Les programmes de donateurs représentent actuellement 80 % de toutes les dépenses de santé en Afrique. « Créer une autonomie et une autosuffisance dans la fourniture des médicaments est essentiel à l’approvisionnement, en particulier lorsque le financement des donateurs arrive à terme. La dépendance excessive vis-à-vis de l’aide aux soins de santé a énormément nui à industrie locale.
Le Fonds mondial, par exemple, doit être déplacé temporairement et les remèdes à certaines maladies tropicales sont déjà négligés faute de bénéfices suffisants pour les innovateurs multinationaux. « Il est essentiel que l’Afrique développe ses propres capacités de fabrication et de recherche, en d’autres termes son propre complexe industriel pharmaceutique – industries de fabrication, instituts de recherche, sociétés d’assurance maladie, mécanismes de financement public et autres », indique Mufuruki.
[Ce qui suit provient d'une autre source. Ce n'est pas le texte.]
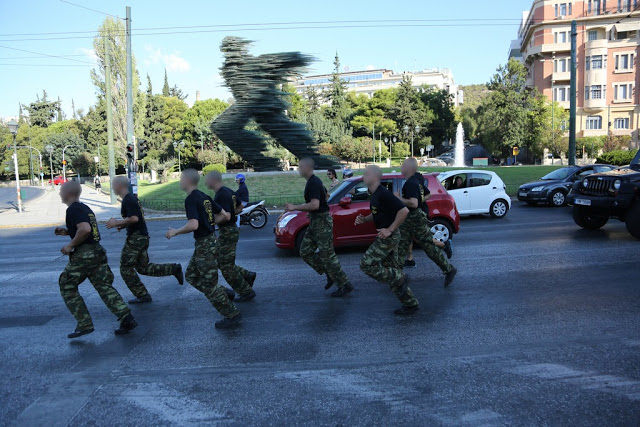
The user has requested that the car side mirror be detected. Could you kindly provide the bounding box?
[338,196,351,209]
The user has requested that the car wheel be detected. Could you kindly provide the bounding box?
[293,227,307,256]
[431,218,453,243]
[573,206,609,230]
[549,190,567,208]
[625,200,640,239]
[489,199,509,218]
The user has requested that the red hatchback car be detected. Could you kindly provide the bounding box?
[274,174,460,252]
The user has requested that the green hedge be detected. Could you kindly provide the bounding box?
[597,150,638,166]
[202,163,227,175]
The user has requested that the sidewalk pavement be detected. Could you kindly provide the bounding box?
[0,185,185,229]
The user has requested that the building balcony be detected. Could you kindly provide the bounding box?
[551,71,571,82]
[584,96,607,112]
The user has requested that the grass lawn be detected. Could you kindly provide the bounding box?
[124,166,560,211]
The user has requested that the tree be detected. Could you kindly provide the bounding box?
[162,68,171,96]
[478,58,531,157]
[21,90,60,128]
[420,88,457,147]
[91,17,145,160]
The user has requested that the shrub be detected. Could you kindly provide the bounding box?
[202,163,227,175]
[596,150,638,166]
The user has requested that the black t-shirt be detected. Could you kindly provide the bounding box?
[304,175,329,212]
[213,187,242,227]
[370,185,405,229]
[65,202,100,245]
[184,190,222,239]
[236,182,249,203]
[120,193,149,236]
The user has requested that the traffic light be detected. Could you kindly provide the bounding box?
[137,139,149,160]
[126,144,135,160]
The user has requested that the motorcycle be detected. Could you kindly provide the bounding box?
[240,200,269,228]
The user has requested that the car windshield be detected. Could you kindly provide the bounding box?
[327,181,351,205]
[541,168,575,181]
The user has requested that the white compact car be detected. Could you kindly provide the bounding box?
[438,169,511,218]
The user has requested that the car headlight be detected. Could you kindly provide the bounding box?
[613,179,622,191]
[278,215,296,228]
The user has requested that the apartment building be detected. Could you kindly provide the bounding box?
[293,68,463,106]
[510,0,640,144]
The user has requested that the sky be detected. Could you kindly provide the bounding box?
[0,0,531,117]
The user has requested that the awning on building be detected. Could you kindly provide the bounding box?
[614,22,640,33]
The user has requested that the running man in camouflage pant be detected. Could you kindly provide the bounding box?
[355,166,418,315]
[165,169,241,329]
[284,157,353,298]
[396,157,458,287]
[107,176,183,304]
[55,181,138,338]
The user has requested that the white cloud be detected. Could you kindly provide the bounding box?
[144,46,191,73]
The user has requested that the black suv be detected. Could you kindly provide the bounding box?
[568,151,640,239]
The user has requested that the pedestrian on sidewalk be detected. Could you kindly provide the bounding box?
[54,181,138,338]
[107,176,184,304]
[165,169,241,329]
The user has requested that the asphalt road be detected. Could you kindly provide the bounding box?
[0,187,44,212]
[0,206,640,426]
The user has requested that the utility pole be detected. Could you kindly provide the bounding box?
[569,19,578,166]
[125,6,138,194]
[104,36,116,205]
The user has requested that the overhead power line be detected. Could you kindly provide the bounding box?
[0,46,93,65]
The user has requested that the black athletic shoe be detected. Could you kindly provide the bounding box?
[393,305,419,316]
[222,286,236,301]
[173,264,184,285]
[244,271,257,288]
[67,328,93,338]
[400,274,410,298]
[236,290,256,302]
[324,274,335,291]
[113,313,138,335]
[129,294,153,304]
[331,285,353,298]
[442,240,453,259]
[215,313,242,329]
[444,267,458,288]
[404,259,416,268]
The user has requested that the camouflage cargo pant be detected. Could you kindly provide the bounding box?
[398,209,453,274]
[360,230,418,307]
[216,227,251,295]
[120,233,178,298]
[58,244,130,329]
[300,212,349,288]
[185,234,240,318]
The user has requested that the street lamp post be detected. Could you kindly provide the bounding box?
[44,145,55,188]
[173,141,184,173]
[7,120,22,212]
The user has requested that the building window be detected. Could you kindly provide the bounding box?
[613,83,633,101]
[616,53,633,71]
[554,31,567,43]
[587,116,602,130]
[613,117,630,129]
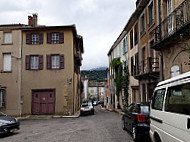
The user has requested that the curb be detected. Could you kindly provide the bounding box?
[16,112,80,121]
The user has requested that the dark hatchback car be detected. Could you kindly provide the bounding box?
[0,112,20,134]
[122,103,150,141]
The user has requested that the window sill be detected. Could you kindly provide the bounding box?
[0,70,12,73]
[1,43,13,45]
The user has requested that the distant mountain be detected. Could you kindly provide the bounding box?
[90,67,107,71]
[81,68,107,82]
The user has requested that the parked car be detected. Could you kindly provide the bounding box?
[0,112,20,134]
[98,100,104,104]
[93,101,98,106]
[80,101,94,116]
[150,71,190,142]
[122,103,150,141]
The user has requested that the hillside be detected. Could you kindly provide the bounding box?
[81,70,107,82]
[90,67,107,71]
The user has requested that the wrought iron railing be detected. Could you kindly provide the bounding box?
[138,57,159,75]
[150,0,190,46]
Il ajoute que les obstacles auxquels l’industrie pharmaceutique en Afrique est confrontée sont nombreux et variés et que les facteurs les plus importants à cet égard sont les suivants : la taille du marché et les problèmes d’accès au marché ; le dumping par les industries pharmaceutiques mondiales et le manque d’appropriation locale du programme de santé publique, en particulier du financement et de la recherche. Il affirme qu’à cet égard, la Zone de libre-échange continentale africaine (ZLECA) changera la donne.
« La ZLECA est conçue pour fournir aux nations africaines des solutions pour affronter ces défis. L’approbation et la ratification par les pays africains permettront au secteur privé africain de saisir les opportunités significatives émergentes que ce secteur vital offre », informe Mufuruki. « Il est important de noter, cependant, que c’est toujours le cas dans la vie, les opportunités vont toujours à ceux qui sont les mieux préparés à les saisir.
Les multinationales pharmaceutiques sont toujours prêtes et se sont toujours mobilisées pour asseoir leur domination sur ce marché vital ; le seul marché qui a un espace important pour la croissance dans l’avenir et c’est l’Afrique », poursuit-il.